Developing the Clean-Running Mining Trucks of the Future
12th November 2021
Having largely tackled its GHG emissions coming from power generation, Antofagasta is now focused on the development of low-emission mining trucks
Antofagasta has aggressively adopted measures within its Climate Change Strategy to mitigate the potential impacts of its operations, reducing greenhouse gas (GHG) emissions by 580,000 tonnes of carbon dioxide equivalent (CO2e) by the end of 2020 – achieving early its target set in 2017 to reduce emissions by 300,000 tonnes by 2022.
As part of its strategy, the company has converted all its electricity supply contracts to clean energy sources and all four of the Group’s mining operations will use 100% renewable energy by the end of 2022. The target is to now reduce its direct and indirect emissions (Scope 1 and 2) by 30% by 2025 compared to 2020, signifying a reduction of 730,000 tonnes of CO2e, and to achieve carbon neutrality by 2050 or earlier, technology permitting.
With most of its emissions from power generation addressed, Antofagasta is now focusing on another main source of GHG emissions – diesel combustion. According to the company’s own calculations, in 2020 a full two-thirds of its GHG emissions from diesel combustion were attributable to mine haulage trucks. In response, Antofagasta is looking to be an early adopter of technology that will drastically reduce these haulage truck emissions or eliminate them altogether.
"As a mining group focused on innovation, we are interested in collaborating and contributing to the development of the mining industry of the future, with new technologies that will help us tackle climate change. With innovations such as these we can move faster towards our goal of making our operations carbon neutral by 2050 at the latest," says Iván Arriagada, CEO of Antofagasta.
To achieve this, Antofagasta is participating in several initiatives that could lead to the introduction of electric-powered and hydrogen-fuelled machinery.
“As part of the company’s Electromobility Roadmap, a vital component of its Climate Change Strategy, it is seeking to participate in testing the feasibility of early adoption projects, with a view to piloting and scaling up promising technologies,” according to Andrés Alonso, Energy and Water Resources Manager at Antofagasta Minerals.
With this in mind, Antofagasta partnered with the Centre for the Sustainable Acceleration for Electromobility (CASE), a technological consortium backed by Chile’s Economic Development Agency (Corfo) and led by the University of Chile. Under this alliance, the company will participate in a study on the development of electric powered haulage trucks at its Antucoya mine.
In addition, Antofagasta has joined as a sponsor of Charge On, an international open innovation challenge for suppliers to develop solutions to supply electricity safely, sustainably and quickly to battery-powered mining trucks. It is reviewing several compelling proposals to define the most relevant on which to advance, notes Alonso, which could be used in consortium with other mining companies.

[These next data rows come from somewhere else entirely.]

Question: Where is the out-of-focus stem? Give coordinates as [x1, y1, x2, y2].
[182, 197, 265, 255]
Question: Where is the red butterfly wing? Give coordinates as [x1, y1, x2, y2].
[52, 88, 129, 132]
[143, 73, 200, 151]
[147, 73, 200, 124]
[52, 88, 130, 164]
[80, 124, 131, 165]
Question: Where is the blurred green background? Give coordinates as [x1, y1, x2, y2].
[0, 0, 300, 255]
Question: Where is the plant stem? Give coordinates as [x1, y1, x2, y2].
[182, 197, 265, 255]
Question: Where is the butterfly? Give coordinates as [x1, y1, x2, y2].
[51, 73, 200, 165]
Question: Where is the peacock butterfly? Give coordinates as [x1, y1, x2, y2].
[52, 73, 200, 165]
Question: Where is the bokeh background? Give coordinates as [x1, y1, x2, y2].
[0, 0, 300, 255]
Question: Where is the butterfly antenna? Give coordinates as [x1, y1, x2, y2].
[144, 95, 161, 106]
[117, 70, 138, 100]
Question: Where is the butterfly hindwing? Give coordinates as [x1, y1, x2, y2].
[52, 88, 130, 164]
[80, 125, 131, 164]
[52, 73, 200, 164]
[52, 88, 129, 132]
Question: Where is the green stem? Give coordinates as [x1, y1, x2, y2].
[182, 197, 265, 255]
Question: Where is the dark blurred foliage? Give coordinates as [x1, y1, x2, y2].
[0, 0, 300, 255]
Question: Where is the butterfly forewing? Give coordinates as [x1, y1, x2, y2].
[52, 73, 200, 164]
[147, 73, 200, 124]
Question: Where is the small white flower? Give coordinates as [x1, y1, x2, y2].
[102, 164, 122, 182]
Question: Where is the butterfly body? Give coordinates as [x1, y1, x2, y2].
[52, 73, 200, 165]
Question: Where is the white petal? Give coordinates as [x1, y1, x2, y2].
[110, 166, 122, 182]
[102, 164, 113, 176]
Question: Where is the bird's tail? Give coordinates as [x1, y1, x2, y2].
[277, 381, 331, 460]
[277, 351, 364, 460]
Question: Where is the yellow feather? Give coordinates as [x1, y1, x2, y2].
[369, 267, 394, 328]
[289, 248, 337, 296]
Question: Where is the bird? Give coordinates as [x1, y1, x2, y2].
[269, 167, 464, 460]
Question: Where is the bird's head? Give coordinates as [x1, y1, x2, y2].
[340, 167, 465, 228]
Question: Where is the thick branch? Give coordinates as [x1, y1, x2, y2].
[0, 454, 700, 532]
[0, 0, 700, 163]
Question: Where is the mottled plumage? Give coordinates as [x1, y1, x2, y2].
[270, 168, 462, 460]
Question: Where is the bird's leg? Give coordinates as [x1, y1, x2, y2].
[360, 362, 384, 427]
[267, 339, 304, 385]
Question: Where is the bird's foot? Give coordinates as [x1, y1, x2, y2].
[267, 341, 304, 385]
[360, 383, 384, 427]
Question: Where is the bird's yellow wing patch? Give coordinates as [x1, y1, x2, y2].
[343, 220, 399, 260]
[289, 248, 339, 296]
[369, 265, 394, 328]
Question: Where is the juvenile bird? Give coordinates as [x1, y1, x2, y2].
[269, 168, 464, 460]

In early 2021, the company became the first mining company in Chile to join the Chilean Hydrogen Association (H2 Chile), an organisation that promotes the development of green hydrogen, an energy that Chile has the potential to produce competitively due to its abundance of renewable energy sources such as wind and solar power.
"In the future green hydrogen could power fleets of trucks and other equipment in mining operations, replacing diesel, which would contribute significantly to further emissions reductions, beyond energy supply from renewable sources," says René Aguilar, Vice President of Corporate Affairs and Sustainability at Antofagasta Minerals.
Further on down Antofagasta’s roadmap is a project to install a hydrogen fuel cell and battery-powered powertrain in large mining equipment, such as mine haulage trucks. As part of these efforts, it has joined the Hydra Consortium – comprised of energy multinational Engie, Australian mining think tank Mining3, CSIRO Chile and Mitsui & Co, among others – which aims to develop and test the technology needed to replace the use of diesel in heavy-duty vehicles and thus reduce GHG emissions.
As part of this initiative, Antofagasta Minerals will be the first mining company to set up a pilot scheme to advance the use of hydrogen, whereby the fuel cells and a prototype battery-powered powertrain will be installed to simulate the operation of a hydrogen-fuelled mine haulage truck. The idea, according to Alonso, will be to understand how this will perform at high altitude and extreme temperatures such as those which can be found at a mining operation in Chile. The testing will be done at Centinela in 2022.
"We are very pleased to contribute to the development of the use this new fuel and to test it in real mining conditions. If this pilot scheme delivers favourable results, we hope to have mine haulage trucks using hydrogen in another five years," explains Carlos Espinoza, General Manager of Centinela.